L’ancien vice-président de Bill Clinton, devenu gourou de la secte du « réchauffement global », a été engagé par le gouvernement britannique comme « conseiller spécial en matière de changement climatique ». C’est le 30 octobre dernier que le ministre des Finances Gordon Brown - successeur probable de Tony Blair à Downing Street - a annoncé le recrutement d’Al Gore à ce poste (non rémunéré). A la même époque, Sir Nicholas Stern, ancien économiste-en-chef de la Banque mondiale et haut fonctionnaire britannique, a publié un rapport retentissant prétendant que les effets du changement climatique seraient aussi dévastateurs pour l’économie mondiale au cours de ce siècle que la Grande dépression et les deux guerres mondiales l’avaient été au XXème siècle. Il a voulu terrifier le monde en prétendant, par exemple, que 200 millions de personnes pourraient être obligées de quitter leur lieu de résidence en raison de sécheresse ou d’inondations. En déclenchant une psychose, il espère convaincre les gouvernements du monde, y compris ceux des pays en voie de développement, de réduire les émissions de CO2. « L’effort doit être international, sinon les réductions ne seront pas à l’échelle nécessaire. »

Al Gore fait actuellement une tournée en Europe, tentant de vendre l’escroquerie climatique en même temps que les opérations de ses hedge funds. Le 8 mars, à Bruxelles, il a prononcé un discours au « Congrès et à l’Exposition des marchés mondiaux de biocarburants » qui se déroulait parallèlement au sommet de l’UE sur l’énergie. D’après les organisateurs, un millier d’hommes d’affaires auraient participé à ce congrès organisé par les Green Power Conferences et parrainé par de nombreuses entreprises. Dans la capitale belge, Gore a expliqué à quelques journalistes : « J’essaie de faire en sorte que mon pays change de politique, mais entre-temps, l’UE a un rôle absolument clé à jouer pour aider le monde à accomplir le changement nécessaire ».

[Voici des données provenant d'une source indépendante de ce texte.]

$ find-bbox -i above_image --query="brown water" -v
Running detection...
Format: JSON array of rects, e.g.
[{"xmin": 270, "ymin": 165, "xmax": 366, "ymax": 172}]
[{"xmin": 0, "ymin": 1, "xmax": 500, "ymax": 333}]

Rappelons, dans ce contexte, qu’au sommet de l’UE à Bruxelles, présidé par la chancelière allemande Angela Merkel, les pays membres ont accepté de réduire leurs émissions de gaz à effet de serre de 20 % d’ici 2020, par rapport aux niveaux de 1990, et même de 30 % si d’autres pays adhéraient à cet objectif absurde. Suite à un compromis de dernière minute, ils ont également accepté l’objectif de 20 % d’énergies renouvelables (solaire, éolienne, hydroélectrique) dans la consommation totale d’énergie à l’échelle européenne. Les détails ne sont pas encore précisés, mais pour concrétiser ces engagements, il faudrait sabrer la consommation énergétique dans tous les pays membres, y compris les nations d’Europe centrale dont les économies ont été frappées de plein fouet par la mondialisation.

Le 6 mars, Al Gore était dans le nord du Danemark où il devait faire un exposé sur le changement climatique aux côtés de l’ancien président soviétique Mikhaïl Gorbatchev, mais ce dernier n’est pas venu, apparemment à cause d’une blessure à la jambe. La conférence ne fut pas exactement une réussite, puisque les organisateurs ont dû non seulement rembourser la moitié du billet d’entrée mais encore distribuer des billets gratuits à une université locale pour tenter de remplir la salle. Du 13 au 15 mars, l’ancien vice-Président américain sera à Copenhague pour prendre la parole à l’exposition « Carbon Market Insights 2007 », organisée par Point Carbon. De toute évidence, Gore choisit un public acquis d’avance, puisque les journaliste seront exclus. « A ma grande consternation, Al Gore nous a donné l’ordre explicite de ne pas laisser de quelconques représentants de la presse assister à sa présentation », a confié le directeur des Relations publiques de Point Carbon à un journaliste. « Je n’ai jamais vu cela. Son équipe a continué à poser condition sur condition, ils n’étaient pas du tout coopératifs. Ce n’est que le 7 mars qu’ils m’ont autorisé à sortir un communiqué de presse confirmant qu’il allait prendre la parole. » Le 14 mars, Gore se rendra à Edimbourg pour une conférence de l’Association nationale des fonds de pension, où il est invité en tant que PDG du fonds Generation Investment Management à parler des investissements dans les hedge funds.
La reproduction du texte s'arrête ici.